Confusión de lenguas

    Los procesos de cambio en una sociedad, tal como en su momento lo intuyó Spengler, van acompañados por transformaciones en los medios y las formas de expresión. Más recientemente, McLuhan invertiría los términos de la ecuación, al proponer que es la propia evolución de los medios la que pone en funcionamiento el motor de la historia; de ahí su repetida y muchas veces

    incomprendida sentencia: “El medio es el mensaje”. Causa y efecto tienden a confundirse; pero, sea como fuere, lo cierto es que todo fenómeno de transmutación de valores se corresponde con una paralela alteración de las pautas del lenguaje. De allí que no resulte demasiado extraño que, en épocas de turbulencia, se viva una suerte de confusión de lenguas. Nadie sabe muy bien qué decir ni cómo decirlo.

    Los argentinos no tenemos por qué ser una excepción: ¿será exagerado afirmar que estamos sumidos, en los días que corren, en un colosal caos semántico? De ser así, uno de los problemas que plantea esta situación es que, para muchos, la mejor (¿o la única?) forma de aferrarse a un pasado al que es imposible retornar sea repetir hasta el hartazgo frases hechas que, en lo esencial, han quedado vacías de contenido… suponiendo que alguna vez lo hayan tenido. Porque, seamos francos: ¿qué significa exactamente hablar hoy, a las puertas del tercer milenio, de cosas tales como el “ser nacional”, o el “orden natural” o -lo que es todavía más grave- la necesidad de distinguir entre “libertad y libertinaje”?

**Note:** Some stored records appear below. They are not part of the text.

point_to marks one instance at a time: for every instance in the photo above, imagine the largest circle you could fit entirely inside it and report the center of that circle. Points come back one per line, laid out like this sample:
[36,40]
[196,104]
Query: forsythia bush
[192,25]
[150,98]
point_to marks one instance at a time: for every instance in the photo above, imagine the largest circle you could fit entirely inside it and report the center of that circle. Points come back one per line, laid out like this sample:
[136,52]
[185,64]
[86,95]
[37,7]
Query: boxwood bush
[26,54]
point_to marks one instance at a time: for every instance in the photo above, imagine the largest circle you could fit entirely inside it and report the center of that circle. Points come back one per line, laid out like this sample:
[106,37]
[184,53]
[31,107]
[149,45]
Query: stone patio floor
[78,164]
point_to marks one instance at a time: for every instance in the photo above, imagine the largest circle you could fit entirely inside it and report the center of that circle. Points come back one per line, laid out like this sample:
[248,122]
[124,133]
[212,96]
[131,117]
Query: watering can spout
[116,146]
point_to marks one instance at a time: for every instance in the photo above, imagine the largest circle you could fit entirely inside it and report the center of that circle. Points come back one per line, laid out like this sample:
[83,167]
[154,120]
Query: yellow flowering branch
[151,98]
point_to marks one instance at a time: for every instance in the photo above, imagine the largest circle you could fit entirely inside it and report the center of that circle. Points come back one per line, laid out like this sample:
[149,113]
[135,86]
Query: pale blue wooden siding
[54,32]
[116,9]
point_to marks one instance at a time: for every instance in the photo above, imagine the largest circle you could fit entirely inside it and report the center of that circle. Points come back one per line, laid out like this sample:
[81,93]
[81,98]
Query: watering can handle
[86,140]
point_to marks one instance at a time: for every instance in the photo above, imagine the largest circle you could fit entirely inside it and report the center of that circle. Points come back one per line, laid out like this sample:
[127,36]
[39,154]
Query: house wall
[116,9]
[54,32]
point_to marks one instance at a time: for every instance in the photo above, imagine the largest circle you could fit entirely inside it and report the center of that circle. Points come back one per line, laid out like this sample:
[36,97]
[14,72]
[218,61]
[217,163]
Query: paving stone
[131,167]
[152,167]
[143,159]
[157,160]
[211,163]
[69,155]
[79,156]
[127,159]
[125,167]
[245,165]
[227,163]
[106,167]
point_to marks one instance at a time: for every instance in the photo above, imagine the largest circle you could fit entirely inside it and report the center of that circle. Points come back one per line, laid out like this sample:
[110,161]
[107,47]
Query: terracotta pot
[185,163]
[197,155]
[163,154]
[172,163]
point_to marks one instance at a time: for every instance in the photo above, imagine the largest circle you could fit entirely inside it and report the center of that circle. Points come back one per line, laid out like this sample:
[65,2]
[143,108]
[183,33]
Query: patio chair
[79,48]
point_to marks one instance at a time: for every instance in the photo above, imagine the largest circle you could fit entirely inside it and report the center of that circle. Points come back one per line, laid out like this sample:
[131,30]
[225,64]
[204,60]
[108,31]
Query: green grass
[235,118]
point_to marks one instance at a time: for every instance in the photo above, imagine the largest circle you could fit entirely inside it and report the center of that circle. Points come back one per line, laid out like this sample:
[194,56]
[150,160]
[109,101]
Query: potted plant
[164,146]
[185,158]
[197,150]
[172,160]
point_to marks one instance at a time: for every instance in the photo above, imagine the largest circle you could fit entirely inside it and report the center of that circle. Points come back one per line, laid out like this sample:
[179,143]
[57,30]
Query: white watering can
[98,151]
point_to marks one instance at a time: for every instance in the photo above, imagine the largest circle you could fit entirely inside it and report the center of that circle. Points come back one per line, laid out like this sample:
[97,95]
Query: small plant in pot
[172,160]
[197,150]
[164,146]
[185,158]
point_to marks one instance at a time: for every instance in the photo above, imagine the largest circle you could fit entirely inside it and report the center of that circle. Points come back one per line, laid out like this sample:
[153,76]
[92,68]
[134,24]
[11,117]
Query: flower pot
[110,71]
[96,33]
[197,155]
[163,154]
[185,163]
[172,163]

    Esta última es una muletilla especialmente recurrente y que acaso merezca una breve reflexión: de acuerdo con ella, la libertad está bien, pero el libertinaje está mal. Pero veamos un poco: sería de sumo interés saber quién determina los supuestos límites entre una y otro. Porque todo esto es muy lindo mientras se trate sólo de palabras, pero cuando en la práctica esas palabras pueden convertirse en leyes, en bastonazos o en tiros y justificar una dictadura, entonces sí que importa definir quién fija los límites y con qué criterio. De acuerdo con el viejo aforismo, aquí también importa saber quién controla a los que controlan. No deja de ser curioso observar la ligereza con que se abusa de

    esta abominable frase hecha (los españoles la llamarían un “tópico”; nosotros un lugar común) y, al mismo tiempo, lo poco que parecen importar estos interrogantes que en el fondo son esenciales a la hora de articular un discurso que aspire a ser coherente.

    Porque hay que marcar una distinción crucial: las palabras y las frases hechas pueden estar despojadas de contenido, pero eso no significa postular que no influyen en la conducta de las personas. Por unas palabras más o menos, mucha gente termina en el patíbulo; millones de seres humanos fueron exterminados en genocidios horrendos, más millones murieron en guerras siempre estúpidas. Y en todos los casos, esto pasó porque alguien acuñó unas frases, que tal vez carecían de contenido, no obstante lo cual fueron repetidas por otros, probablemente sin atender demasiado a su significado. Y así sucesivamente hasta terminar en un desastre en el que pierde toda la sociedad.

    No hay que confundir palabras necias con palabras triviales: más bien al contrario, las primeras suelen tener mucha más fuerza de lo que generalmente se cree. Y esto es especialmente peligroso, porque la confusión semántica habitualmente refleja confusión en las ideas, y de allí a equivocarse mucho en la acción sólo hay un paso.